He made handing back power to store managers in France a key component of his plan to revive the fortunes of the world's No 2 retailer after Wal-Mart.
He wants to push the idea throughout the group but is starting in France because that is the largest market and one where local managers have found their autonomy particularly restricted.
Plassat, whose French revival also relies on cost cutting and lower prices, has said he needs three years to turn Carrefour around and most analysts are expecting a long and gradual recovery amid a tough economic climate in Europe.
But they say the former top executive at Carrefour's top listed rival Casino, has already made a difference,
"The results demonstrate how CEO Plassat's initiatives - empowerment of local management, cost reduction, more targeted advertising spend, change in assortment (the range) - have already started to pay off," Morgan Stanley analysts said in a note.
Despite a sprawling empire spanning from Brazil to China, domestic hypermarkets still accounted for about a quarter of Carrefour's 86.6 billion euros ($113 billion) of group sales last year, and investors are eager to see whether their overhaul can be replicated elsewhere.
In Britain, Tesco, the world's third-largest retailer, has also been engaged in a revival plan in its home market, investing in more staff, revamped food ranges and smartened stores that give more space to food..
Plassat has said that restoring power to store managers was vital to winning back clients from unlisted rivals like Leclerc or Systeme U, which operate as cooperatives of independent store owners who are in control of their day-to-day operations.
"We have to deal with local competitors who have a closer relationship with customers, who are often very much decentralised," Plassat said.
Carrefour is battling years of underperformance in its main European markets, where hypermarkets have been hit by competition from specialist stores like Zara and Decathlon as well as inroads by online shopping.
The solid growth of these rivals spotlights the benefits of granting managers more autonomy, analysts say, although the differences are not always completely clear cut.
Leclerc's price policy is decided at national level and negotiations with national suppliers, advertising and IT budgets are also centralised at Systeme U.

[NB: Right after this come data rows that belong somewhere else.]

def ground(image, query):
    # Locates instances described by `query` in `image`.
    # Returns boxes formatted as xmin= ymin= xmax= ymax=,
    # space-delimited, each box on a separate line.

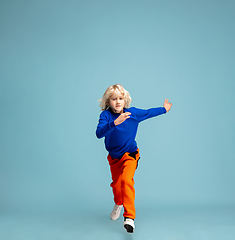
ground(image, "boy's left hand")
xmin=163 ymin=99 xmax=172 ymax=112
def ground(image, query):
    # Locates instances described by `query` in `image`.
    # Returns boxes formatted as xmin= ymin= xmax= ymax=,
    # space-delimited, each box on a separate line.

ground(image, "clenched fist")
xmin=114 ymin=112 xmax=131 ymax=126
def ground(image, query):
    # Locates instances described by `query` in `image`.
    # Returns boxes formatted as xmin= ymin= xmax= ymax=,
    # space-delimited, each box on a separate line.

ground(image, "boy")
xmin=96 ymin=84 xmax=172 ymax=233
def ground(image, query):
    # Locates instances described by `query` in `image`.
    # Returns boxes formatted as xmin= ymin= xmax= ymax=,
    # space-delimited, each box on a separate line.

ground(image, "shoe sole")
xmin=124 ymin=224 xmax=134 ymax=233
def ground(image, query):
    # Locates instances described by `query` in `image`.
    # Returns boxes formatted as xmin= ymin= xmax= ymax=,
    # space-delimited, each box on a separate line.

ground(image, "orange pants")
xmin=108 ymin=149 xmax=140 ymax=219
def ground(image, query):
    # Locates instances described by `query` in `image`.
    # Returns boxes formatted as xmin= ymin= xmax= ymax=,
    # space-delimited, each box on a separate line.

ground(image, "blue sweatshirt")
xmin=96 ymin=107 xmax=166 ymax=159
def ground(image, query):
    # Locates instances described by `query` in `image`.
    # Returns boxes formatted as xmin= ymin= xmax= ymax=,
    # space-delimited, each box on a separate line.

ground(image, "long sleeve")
xmin=96 ymin=112 xmax=116 ymax=138
xmin=135 ymin=107 xmax=166 ymax=122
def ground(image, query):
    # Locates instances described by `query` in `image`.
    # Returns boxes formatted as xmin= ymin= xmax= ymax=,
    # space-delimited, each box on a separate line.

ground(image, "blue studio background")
xmin=0 ymin=0 xmax=235 ymax=225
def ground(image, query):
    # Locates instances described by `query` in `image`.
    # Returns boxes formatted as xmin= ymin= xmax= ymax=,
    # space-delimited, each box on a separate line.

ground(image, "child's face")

Last year, Carrefour underperformed its local rivals with a 1.5 percent French sales decline against a 0.8 percent drop for Casino. Leclerc grew sales by 7 percent, Intermarche by 7.4 percent and Systeme U by 3.5 percent.
Giving managers more flexibility is only "part of the solution" because Carrefour's hypermarket problems are deeper, said PlanetRetail analyst Gildas Aitamer.
Lower prices are still the most important factor in winning over shoppers with smaller budgets in an economic slump. Reducing the price of essential goods has also been part of Plassat's success.
At the entrance of the Bercy store, there are two trolleys containing 40 staples such as yoghurt, shampoo or detergent with a sign guaranteeing that its prices are below those of nearby rival Auchan.
The price gap is of about 9 euros in favour of the Carrefour trolley worth, a significant difference for French consumers.
"My main criteria is price, that's what I watch out for. Since it was renovated the store has sushi bar and feels more spacious but I don't really care about that. I want to do my shopping as fast as possible," said Malek Mabrouk, 56, a communication executive.
But non-food products such as electronics, which comprise 30 percent of revenue, remain a trouble spot for the company as shoppers cut spending on all but essential goods or go to more specialised stores.
"We need to see more evidence of improvement in the non-food offer to be comfortable that management can retain overall hypermarket attraction and footfall," said Exane BNP analyst John Kershaw in a note on Friday.